Enfin, même si les méthodes d’analyse factorielle sont très informatisées et souvent mobilisées via des logiciels « presse boutons », elles demandent en réalité une certaine expertise (technique d’analyse, nombre de facteurs à interpréter, type de rotation…). Les résultats et l’interprétation qui en découlent nécessitent une bonne taille d’échantillon et un choix judicieux des variables. Comme dans les modèles économétriques, les variables doivent être discriminantes mais elles doivent aussi ici être suffisamment corrélées pour constituer des facteurs. Les données devraient en toute rigueur être distribuées normalement et être liées linéairement entre elles pour pouvoir être estimées par maximum de vraisemblance. Certains points méthodologiques mériteraient donc certainement d’être approfondis par des regards d’experts pour affiner les conclusions tirées des différents modèles.

Pour conclure, je dirais qu’en lisant mes travaux, les chercheurs en sciences sociales trouveront peut-être que la technique prend un peu trop le pas sur le raisonnement sociologique. Les statisticiens seront peut-être avides d’en savoir plus sur la théorie mathématique sur laquelle reposent les méthodes d’analyse en classes latentes. En tous cas, j’ai construit mes travaux dans l’idée de satisfaire ces deux types de profils et j’espère m’en être sortie convenablement.
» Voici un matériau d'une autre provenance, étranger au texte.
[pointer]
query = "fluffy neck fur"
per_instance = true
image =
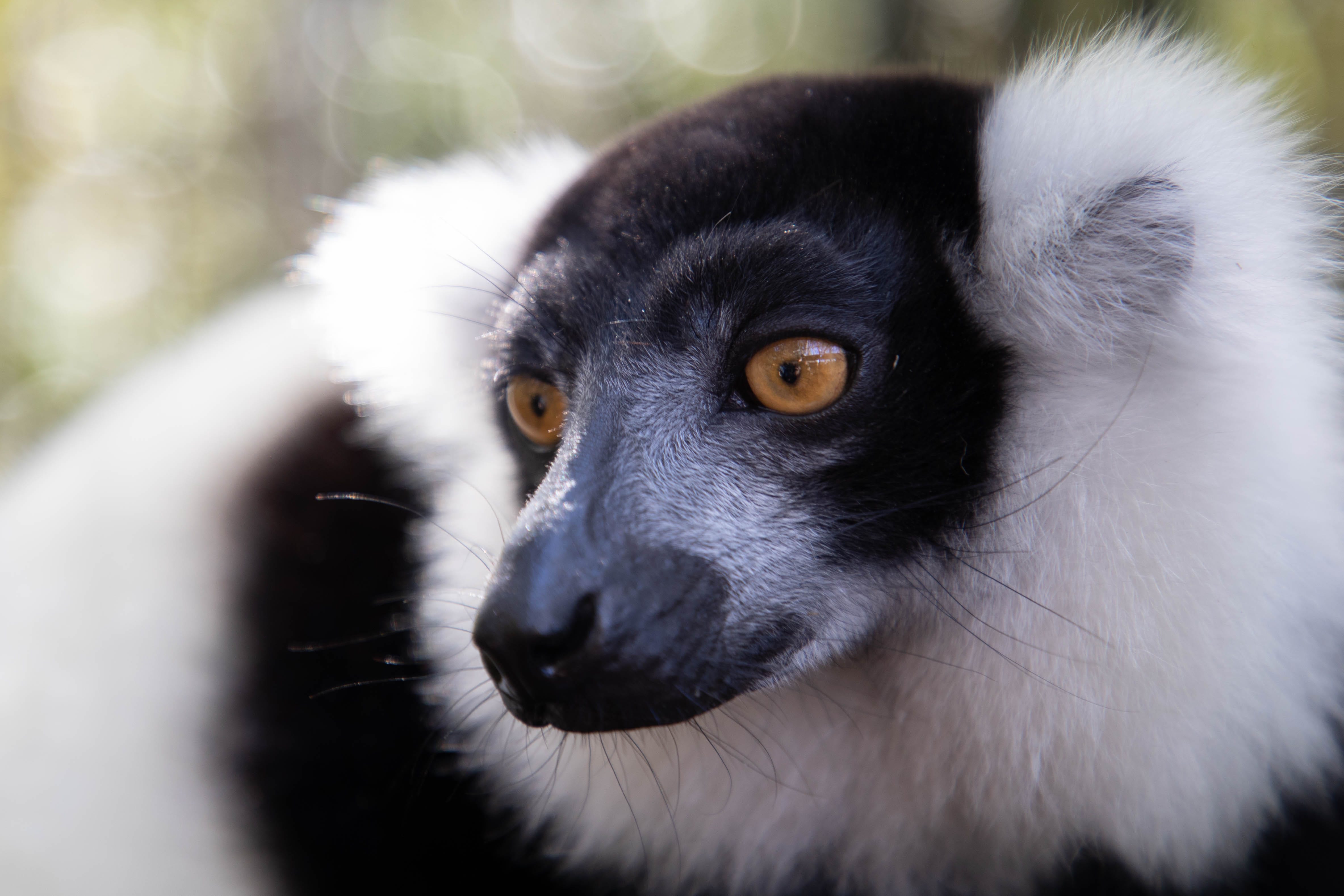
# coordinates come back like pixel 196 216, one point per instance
pixel 1139 648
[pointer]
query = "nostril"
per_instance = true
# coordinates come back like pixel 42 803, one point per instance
pixel 570 640
pixel 491 669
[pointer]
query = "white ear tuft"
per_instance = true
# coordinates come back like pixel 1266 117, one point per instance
pixel 1131 186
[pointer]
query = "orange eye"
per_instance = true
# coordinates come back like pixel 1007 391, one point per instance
pixel 537 408
pixel 799 375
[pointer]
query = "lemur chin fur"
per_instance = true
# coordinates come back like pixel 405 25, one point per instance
pixel 1057 574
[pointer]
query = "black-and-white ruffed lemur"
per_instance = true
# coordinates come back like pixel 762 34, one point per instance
pixel 846 485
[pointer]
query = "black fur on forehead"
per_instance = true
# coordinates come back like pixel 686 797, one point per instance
pixel 884 146
pixel 800 206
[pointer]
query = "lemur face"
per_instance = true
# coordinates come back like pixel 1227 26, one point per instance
pixel 745 397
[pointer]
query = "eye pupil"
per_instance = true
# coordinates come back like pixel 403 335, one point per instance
pixel 537 408
pixel 799 375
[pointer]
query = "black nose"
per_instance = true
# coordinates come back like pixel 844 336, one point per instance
pixel 527 656
pixel 628 638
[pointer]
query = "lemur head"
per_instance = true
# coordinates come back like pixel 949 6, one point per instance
pixel 745 393
pixel 966 456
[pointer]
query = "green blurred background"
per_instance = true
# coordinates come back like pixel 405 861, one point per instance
pixel 159 158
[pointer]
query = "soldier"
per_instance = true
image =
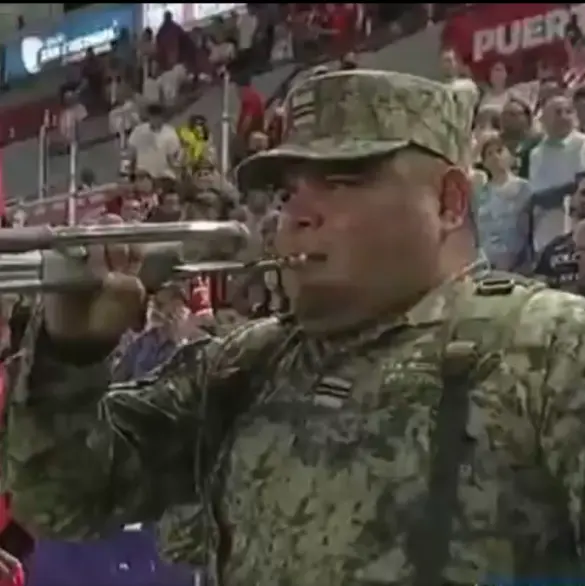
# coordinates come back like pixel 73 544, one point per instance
pixel 414 421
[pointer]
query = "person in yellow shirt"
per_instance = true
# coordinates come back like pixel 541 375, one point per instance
pixel 197 144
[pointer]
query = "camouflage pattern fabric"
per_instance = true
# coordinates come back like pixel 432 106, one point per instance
pixel 362 113
pixel 328 469
pixel 277 458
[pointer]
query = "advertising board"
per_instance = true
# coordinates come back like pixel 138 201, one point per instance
pixel 187 15
pixel 518 34
pixel 68 40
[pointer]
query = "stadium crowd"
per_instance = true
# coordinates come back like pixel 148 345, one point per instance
pixel 528 170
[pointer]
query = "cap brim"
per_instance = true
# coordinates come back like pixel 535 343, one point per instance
pixel 267 168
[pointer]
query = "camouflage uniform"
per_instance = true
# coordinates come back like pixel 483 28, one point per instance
pixel 435 448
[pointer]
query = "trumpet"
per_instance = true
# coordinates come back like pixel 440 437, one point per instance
pixel 58 261
pixel 19 240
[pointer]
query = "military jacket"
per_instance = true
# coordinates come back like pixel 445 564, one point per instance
pixel 443 447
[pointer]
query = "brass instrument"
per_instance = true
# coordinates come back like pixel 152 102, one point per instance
pixel 49 260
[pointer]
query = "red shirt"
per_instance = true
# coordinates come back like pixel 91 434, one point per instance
pixel 251 106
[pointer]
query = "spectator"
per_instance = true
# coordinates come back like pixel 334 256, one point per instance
pixel 131 210
pixel 94 82
pixel 579 105
pixel 124 116
pixel 496 94
pixel 575 41
pixel 146 49
pixel 151 87
pixel 72 114
pixel 169 207
pixel 503 216
pixel 518 134
pixel 349 61
pixel 222 50
pixel 154 145
pixel 170 325
pixel 450 67
pixel 170 81
pixel 558 262
pixel 87 180
pixel 560 156
pixel 169 39
pixel 247 23
pixel 197 143
pixel 282 49
pixel 251 115
pixel 275 126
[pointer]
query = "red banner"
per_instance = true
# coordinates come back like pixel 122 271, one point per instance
pixel 523 36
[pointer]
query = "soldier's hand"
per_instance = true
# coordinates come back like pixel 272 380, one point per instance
pixel 108 313
pixel 10 569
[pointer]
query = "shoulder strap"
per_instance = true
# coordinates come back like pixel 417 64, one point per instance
pixel 483 324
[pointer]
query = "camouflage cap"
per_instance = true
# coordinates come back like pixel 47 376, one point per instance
pixel 361 113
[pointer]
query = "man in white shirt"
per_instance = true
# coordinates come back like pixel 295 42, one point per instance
pixel 554 164
pixel 155 146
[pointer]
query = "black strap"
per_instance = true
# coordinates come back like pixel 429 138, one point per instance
pixel 428 543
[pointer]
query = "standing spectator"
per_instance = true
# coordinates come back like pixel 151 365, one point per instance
pixel 73 113
pixel 519 135
pixel 579 105
pixel 151 87
pixel 154 145
pixel 560 156
pixel 496 94
pixel 170 82
pixel 169 204
pixel 124 116
pixel 251 115
pixel 558 262
pixel 146 50
pixel 94 82
pixel 282 49
pixel 247 23
pixel 131 210
pixel 197 143
pixel 168 41
pixel 503 216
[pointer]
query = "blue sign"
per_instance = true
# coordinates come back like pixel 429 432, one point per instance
pixel 67 41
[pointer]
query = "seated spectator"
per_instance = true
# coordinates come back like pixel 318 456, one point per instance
pixel 154 145
pixel 72 114
pixel 503 217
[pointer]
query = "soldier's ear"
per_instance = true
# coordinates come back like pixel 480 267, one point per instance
pixel 454 198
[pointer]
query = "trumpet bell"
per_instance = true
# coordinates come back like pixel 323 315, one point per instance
pixel 17 240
Je laisse les lecteurs juges !

 

Mots-clés : Sciences sociales – Pauvreté – Pauvreté subjective – Variables latentes – Reproductibilité


Références et détails

Lien vers le mémoire : https://antuki.github.io/EspaceSocial_Pauvrete/rapport/_book/index.html

Duvoux, N., & Papuchon, A. (2018). Qui se sent pauvre en France ? Revue Française de Sociologie, 59(4), 607–647.